昭和の歴史で、日本はずっと「事変」でやってきた。満州事変、上海事変、日支事変。対米戦争が始まる前の10年間、日本は中国と戦争状態にあった。第二次大戦開戦時、世界には主権国家が60カ国あった。その3分の2に戦争を仕掛けた。吉田茂でさえ知らない国があった。重要なことは中国には宣戦布告をしなかったことである。これはアメリカの中立法に関わる。もう一つ、戦争法、捕虜の問題もあった。上海事変で中国は20万人、日本は9000人が犠牲となった。

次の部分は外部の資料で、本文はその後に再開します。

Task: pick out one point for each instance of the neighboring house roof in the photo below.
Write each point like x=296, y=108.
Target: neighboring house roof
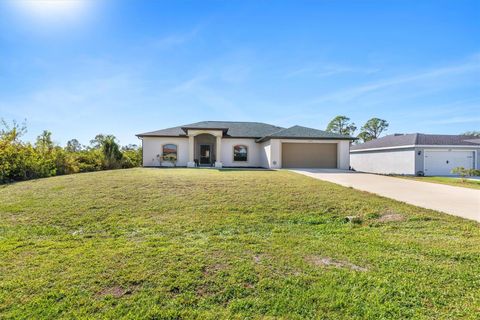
x=257, y=130
x=413, y=139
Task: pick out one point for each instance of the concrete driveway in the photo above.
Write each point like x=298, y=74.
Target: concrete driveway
x=456, y=201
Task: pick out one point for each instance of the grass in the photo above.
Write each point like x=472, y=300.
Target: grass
x=209, y=244
x=452, y=181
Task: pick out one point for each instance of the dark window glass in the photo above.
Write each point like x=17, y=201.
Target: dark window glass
x=240, y=153
x=169, y=152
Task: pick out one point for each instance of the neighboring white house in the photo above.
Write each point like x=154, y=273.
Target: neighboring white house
x=416, y=154
x=244, y=144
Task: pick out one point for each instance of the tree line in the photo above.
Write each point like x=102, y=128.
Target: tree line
x=372, y=129
x=20, y=160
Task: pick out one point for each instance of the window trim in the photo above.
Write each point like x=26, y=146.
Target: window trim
x=233, y=153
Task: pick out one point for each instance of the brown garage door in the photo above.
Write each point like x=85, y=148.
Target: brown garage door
x=309, y=155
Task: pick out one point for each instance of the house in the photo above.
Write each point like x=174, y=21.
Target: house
x=244, y=144
x=416, y=154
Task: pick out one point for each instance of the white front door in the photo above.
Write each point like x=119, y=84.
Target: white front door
x=441, y=163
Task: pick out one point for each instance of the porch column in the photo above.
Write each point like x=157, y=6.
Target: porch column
x=218, y=161
x=191, y=151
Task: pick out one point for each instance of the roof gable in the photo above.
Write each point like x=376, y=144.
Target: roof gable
x=232, y=129
x=255, y=130
x=300, y=132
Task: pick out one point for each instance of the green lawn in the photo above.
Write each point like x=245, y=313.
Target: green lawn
x=193, y=243
x=472, y=184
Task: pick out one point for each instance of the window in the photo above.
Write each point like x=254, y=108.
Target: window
x=169, y=152
x=240, y=153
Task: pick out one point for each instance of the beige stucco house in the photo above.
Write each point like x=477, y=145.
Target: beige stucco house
x=244, y=144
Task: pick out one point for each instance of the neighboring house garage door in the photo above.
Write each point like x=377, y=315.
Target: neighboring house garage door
x=309, y=155
x=441, y=163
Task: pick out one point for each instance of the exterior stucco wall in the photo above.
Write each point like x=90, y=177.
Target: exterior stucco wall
x=253, y=156
x=385, y=162
x=152, y=146
x=267, y=154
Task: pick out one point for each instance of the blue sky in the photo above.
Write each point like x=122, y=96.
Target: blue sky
x=125, y=67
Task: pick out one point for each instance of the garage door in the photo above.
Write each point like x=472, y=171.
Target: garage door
x=441, y=163
x=309, y=155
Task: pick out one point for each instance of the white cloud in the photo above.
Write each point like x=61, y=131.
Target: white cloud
x=424, y=78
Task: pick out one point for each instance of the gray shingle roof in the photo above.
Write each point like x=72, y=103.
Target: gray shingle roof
x=233, y=129
x=257, y=130
x=300, y=132
x=412, y=139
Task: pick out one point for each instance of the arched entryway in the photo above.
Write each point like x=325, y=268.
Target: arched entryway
x=205, y=149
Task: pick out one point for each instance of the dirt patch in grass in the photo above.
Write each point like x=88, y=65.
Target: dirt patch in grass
x=391, y=217
x=116, y=291
x=329, y=262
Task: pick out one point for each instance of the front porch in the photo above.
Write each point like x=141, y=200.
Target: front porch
x=205, y=148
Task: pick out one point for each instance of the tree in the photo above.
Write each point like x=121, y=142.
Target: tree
x=73, y=146
x=472, y=133
x=13, y=132
x=44, y=142
x=111, y=152
x=341, y=125
x=372, y=129
x=97, y=142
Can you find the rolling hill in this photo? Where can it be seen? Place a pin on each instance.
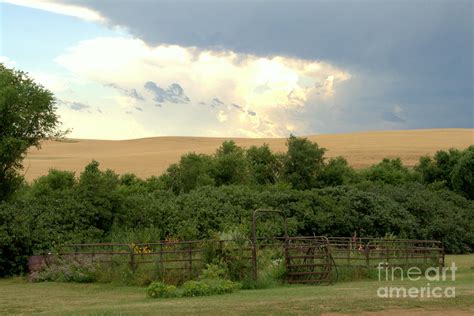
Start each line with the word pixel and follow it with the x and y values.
pixel 151 156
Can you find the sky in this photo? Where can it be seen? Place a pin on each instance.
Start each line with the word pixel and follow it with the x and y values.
pixel 266 68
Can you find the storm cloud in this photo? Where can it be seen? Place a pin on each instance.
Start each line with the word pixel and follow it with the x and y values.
pixel 173 94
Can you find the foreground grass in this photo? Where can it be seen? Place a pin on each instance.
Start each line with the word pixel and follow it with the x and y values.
pixel 18 296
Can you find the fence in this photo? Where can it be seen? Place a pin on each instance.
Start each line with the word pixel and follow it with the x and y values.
pixel 309 259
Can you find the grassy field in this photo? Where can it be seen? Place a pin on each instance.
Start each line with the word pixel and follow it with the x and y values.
pixel 151 156
pixel 17 296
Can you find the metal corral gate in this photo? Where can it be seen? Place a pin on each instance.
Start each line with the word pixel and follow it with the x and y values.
pixel 308 259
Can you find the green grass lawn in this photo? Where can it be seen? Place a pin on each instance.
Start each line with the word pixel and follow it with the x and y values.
pixel 19 296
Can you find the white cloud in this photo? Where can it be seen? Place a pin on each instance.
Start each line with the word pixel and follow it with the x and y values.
pixel 262 89
pixel 7 62
pixel 60 8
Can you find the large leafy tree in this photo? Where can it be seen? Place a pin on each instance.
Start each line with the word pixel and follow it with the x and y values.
pixel 27 116
pixel 303 163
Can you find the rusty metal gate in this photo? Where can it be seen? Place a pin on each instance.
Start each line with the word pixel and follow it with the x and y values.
pixel 308 260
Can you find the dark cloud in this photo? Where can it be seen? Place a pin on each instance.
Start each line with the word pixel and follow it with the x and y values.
pixel 78 106
pixel 237 107
pixel 392 117
pixel 134 94
pixel 174 93
pixel 131 93
pixel 216 102
pixel 411 52
pixel 74 105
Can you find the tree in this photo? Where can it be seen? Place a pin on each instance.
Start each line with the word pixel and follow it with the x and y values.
pixel 192 171
pixel 230 164
pixel 27 116
pixel 336 172
pixel 264 165
pixel 462 176
pixel 303 162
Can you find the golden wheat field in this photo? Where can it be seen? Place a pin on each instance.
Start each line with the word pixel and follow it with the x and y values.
pixel 151 156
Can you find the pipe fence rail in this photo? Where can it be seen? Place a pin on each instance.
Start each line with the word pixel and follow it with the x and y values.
pixel 308 259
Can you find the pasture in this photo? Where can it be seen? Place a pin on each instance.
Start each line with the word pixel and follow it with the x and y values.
pixel 152 156
pixel 18 296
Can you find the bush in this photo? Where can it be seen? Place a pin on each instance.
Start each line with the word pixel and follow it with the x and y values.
pixel 159 289
pixel 66 270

開戦から4日後の12月12日、大日本帝国政府は閣議で「今次戦争ノ呼称並ニ平戦時ノ分界時間ニ付テ」次のように決定した。
一、今次ノ対英米戦争及ビ今後情勢ノ推移ニ伴ヒ生起スルコトアルベキ戦争ハ、支那事変ヲモ含メ大東亜戦争ト呼称ス
二、給与、刑法ノ適用等に関スル平時戦時ノ分界時期ハ、昭和十六年十二月八日午前一時三十分トス[以下省略]
つまり、遡って「大東亜戦争」を定義したのである。第二次大戦に参戦したのは1941年12月8日であったのに関わらず、戦争犯罪が1937年に遡って訴追されたとしても矛盾はないのである。

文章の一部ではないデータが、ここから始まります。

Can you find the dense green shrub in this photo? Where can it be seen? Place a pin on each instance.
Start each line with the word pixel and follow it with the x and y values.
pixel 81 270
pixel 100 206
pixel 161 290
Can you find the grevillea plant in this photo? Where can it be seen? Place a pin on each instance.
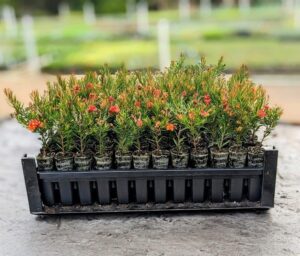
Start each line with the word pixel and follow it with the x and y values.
pixel 186 106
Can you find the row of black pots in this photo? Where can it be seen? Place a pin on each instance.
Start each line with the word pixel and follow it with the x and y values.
pixel 235 157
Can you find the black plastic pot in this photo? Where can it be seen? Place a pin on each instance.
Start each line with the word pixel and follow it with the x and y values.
pixel 103 162
pixel 123 160
pixel 199 158
pixel 219 158
pixel 237 156
pixel 82 163
pixel 256 156
pixel 64 163
pixel 179 159
pixel 150 190
pixel 141 160
pixel 160 159
pixel 45 163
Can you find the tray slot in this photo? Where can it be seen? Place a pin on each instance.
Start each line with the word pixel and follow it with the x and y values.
pixel 254 189
pixel 141 189
pixel 122 191
pixel 65 190
pixel 160 190
pixel 179 190
pixel 236 189
pixel 217 188
pixel 48 193
pixel 84 189
pixel 103 188
pixel 198 190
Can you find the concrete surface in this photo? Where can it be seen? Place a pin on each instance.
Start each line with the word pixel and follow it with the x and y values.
pixel 276 232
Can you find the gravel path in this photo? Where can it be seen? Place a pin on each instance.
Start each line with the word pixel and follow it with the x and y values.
pixel 276 232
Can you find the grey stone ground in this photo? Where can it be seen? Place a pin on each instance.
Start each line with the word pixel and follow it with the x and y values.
pixel 276 232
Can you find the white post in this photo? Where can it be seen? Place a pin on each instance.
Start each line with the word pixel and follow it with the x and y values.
pixel 244 6
pixel 63 10
pixel 142 18
pixel 89 13
pixel 130 8
pixel 163 29
pixel 30 43
pixel 205 7
pixel 184 9
pixel 297 14
pixel 10 21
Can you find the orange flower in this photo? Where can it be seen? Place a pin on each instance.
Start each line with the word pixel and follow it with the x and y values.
pixel 76 89
pixel 111 99
pixel 156 93
pixel 157 125
pixel 139 123
pixel 170 127
pixel 179 116
pixel 149 105
pixel 191 115
pixel 92 96
pixel 34 124
pixel 204 113
pixel 207 99
pixel 92 108
pixel 137 104
pixel 89 86
pixel 261 113
pixel 114 109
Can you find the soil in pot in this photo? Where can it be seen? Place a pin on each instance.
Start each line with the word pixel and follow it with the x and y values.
pixel 104 161
pixel 199 157
pixel 82 162
pixel 64 162
pixel 45 162
pixel 219 157
pixel 256 156
pixel 237 156
pixel 179 159
pixel 160 159
pixel 123 160
pixel 141 160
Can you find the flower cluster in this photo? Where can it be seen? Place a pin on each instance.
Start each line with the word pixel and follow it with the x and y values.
pixel 184 107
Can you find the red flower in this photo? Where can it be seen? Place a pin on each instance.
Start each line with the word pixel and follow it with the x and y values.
pixel 204 113
pixel 207 99
pixel 156 93
pixel 92 96
pixel 149 105
pixel 139 123
pixel 34 124
pixel 76 89
pixel 92 108
pixel 114 109
pixel 261 113
pixel 111 99
pixel 170 127
pixel 137 104
pixel 89 86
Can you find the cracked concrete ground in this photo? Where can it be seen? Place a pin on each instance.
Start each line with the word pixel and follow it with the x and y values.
pixel 276 232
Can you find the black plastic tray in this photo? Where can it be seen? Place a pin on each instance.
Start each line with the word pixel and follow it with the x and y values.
pixel 150 190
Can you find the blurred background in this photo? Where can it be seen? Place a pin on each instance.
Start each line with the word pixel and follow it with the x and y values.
pixel 42 38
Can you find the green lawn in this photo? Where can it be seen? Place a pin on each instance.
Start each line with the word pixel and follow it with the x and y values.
pixel 254 39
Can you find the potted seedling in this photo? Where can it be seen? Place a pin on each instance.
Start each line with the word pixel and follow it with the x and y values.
pixel 123 129
pixel 35 118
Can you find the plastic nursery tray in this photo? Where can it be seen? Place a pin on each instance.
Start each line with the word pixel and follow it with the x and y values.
pixel 150 190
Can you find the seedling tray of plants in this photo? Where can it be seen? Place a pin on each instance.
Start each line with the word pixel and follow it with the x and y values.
pixel 56 192
pixel 185 138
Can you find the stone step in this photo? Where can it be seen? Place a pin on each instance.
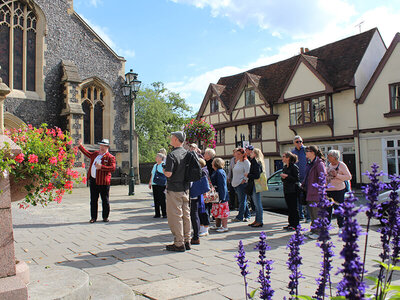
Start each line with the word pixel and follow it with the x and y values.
pixel 106 287
pixel 61 283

石川好氏はもう一つ重要はことを話した。蒋介石政権は1942年2月、日本に宣戦布告したというのだ。近衛内閣は「国民党は相手にせず」と政府と認めなかったのだが、蒋介石の宣戦布告により1942年12月、中華民国は連合国の一員となった。最も重要なことは、連合国の一員となった結果として、100年に及ぶ屈辱だった治外法権が解除されたことだった。

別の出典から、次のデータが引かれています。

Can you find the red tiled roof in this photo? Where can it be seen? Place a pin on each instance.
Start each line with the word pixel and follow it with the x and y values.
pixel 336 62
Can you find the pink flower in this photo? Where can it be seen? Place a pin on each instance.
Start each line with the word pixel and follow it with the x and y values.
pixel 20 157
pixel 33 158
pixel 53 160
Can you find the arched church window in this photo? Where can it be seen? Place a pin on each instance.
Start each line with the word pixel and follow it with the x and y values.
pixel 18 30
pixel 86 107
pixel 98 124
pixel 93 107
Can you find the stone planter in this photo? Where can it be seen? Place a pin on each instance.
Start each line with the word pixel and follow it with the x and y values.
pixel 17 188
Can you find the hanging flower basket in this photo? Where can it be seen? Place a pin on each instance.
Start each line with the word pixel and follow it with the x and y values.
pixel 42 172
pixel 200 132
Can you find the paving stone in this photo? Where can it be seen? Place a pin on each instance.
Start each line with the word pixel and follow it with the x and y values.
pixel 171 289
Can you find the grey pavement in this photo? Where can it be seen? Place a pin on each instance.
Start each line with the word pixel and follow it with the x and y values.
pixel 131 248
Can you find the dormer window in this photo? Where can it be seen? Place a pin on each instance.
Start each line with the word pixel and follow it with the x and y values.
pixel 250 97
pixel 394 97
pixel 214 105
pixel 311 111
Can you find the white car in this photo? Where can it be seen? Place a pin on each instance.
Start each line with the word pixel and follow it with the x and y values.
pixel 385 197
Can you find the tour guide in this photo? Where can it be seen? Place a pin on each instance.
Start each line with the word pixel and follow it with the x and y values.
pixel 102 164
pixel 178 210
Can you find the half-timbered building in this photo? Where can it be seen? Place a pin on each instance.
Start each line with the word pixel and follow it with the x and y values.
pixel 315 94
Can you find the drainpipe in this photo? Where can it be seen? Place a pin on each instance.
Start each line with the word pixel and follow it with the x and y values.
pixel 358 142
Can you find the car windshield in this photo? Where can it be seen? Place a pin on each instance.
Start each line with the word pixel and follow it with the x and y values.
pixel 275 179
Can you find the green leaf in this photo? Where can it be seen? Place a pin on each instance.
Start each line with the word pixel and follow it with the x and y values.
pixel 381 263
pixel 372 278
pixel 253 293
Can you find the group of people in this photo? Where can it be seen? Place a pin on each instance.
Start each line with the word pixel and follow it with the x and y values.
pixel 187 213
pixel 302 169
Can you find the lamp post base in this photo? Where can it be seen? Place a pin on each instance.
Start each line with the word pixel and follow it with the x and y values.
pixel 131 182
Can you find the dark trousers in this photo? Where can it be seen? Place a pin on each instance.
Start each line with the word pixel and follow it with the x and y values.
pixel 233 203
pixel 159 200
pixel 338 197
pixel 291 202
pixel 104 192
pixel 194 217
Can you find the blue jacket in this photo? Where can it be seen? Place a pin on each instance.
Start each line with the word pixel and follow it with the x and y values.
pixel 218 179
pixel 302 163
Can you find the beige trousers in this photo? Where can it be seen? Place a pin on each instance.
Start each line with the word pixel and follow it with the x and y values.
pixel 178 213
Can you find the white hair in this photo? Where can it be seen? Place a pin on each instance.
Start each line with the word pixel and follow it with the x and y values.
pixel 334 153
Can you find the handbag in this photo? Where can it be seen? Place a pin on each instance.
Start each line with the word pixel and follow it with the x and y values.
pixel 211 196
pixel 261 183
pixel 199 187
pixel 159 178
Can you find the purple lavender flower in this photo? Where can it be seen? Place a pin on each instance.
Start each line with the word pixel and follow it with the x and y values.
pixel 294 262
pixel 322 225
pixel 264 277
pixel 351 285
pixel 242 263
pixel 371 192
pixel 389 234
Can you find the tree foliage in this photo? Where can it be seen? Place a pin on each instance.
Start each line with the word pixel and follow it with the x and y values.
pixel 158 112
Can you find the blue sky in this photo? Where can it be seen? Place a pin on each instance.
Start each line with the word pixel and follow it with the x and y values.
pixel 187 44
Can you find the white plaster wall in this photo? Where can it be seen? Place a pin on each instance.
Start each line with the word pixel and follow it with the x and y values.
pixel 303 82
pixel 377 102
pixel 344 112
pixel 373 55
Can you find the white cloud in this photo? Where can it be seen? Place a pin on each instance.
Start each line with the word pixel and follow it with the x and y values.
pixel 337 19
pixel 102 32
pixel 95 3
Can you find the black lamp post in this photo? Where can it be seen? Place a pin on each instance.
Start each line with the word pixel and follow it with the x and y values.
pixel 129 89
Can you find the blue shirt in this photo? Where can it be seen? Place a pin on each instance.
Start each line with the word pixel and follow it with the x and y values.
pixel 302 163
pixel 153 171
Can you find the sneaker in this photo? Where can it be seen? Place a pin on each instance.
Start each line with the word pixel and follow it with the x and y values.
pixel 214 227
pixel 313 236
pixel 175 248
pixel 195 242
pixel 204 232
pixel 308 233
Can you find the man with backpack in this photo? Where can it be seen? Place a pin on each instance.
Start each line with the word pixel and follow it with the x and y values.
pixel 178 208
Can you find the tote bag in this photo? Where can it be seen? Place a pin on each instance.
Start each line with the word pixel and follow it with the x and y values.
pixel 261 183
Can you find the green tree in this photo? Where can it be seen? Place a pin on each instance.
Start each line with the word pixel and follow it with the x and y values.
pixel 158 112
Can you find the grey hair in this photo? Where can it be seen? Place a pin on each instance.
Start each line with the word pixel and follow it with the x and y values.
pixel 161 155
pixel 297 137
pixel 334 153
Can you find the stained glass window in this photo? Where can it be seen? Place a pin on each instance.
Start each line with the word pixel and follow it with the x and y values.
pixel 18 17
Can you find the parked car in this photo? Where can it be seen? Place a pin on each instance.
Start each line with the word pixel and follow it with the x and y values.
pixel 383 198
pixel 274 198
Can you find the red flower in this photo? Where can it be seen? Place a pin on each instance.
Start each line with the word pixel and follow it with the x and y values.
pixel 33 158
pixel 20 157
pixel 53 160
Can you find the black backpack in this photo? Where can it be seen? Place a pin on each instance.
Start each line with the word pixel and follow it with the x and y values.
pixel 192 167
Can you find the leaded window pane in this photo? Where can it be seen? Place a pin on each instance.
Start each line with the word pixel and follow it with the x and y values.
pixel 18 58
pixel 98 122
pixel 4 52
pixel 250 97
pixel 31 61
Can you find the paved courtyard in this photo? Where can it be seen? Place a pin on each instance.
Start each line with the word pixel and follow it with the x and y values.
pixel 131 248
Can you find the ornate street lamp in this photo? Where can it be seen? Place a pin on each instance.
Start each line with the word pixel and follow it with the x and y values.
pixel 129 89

中国にとって、蔡二次大戦の戦勝国となった最大の成果は、日本に勝ったことではなく、孫文以来の悲願だった「独立」を勝ち得たことだった。
戦後の日本の問題は、宣戦布告していない国と15年間、戦争した空白に時間があり、その国とどうやって国交を結ぶのかということだった。中華民国とは1952年、国交を締結するのだが、その時、中華民国はすでに中国大陸を追われ、台湾に逃げ込んでいたのである。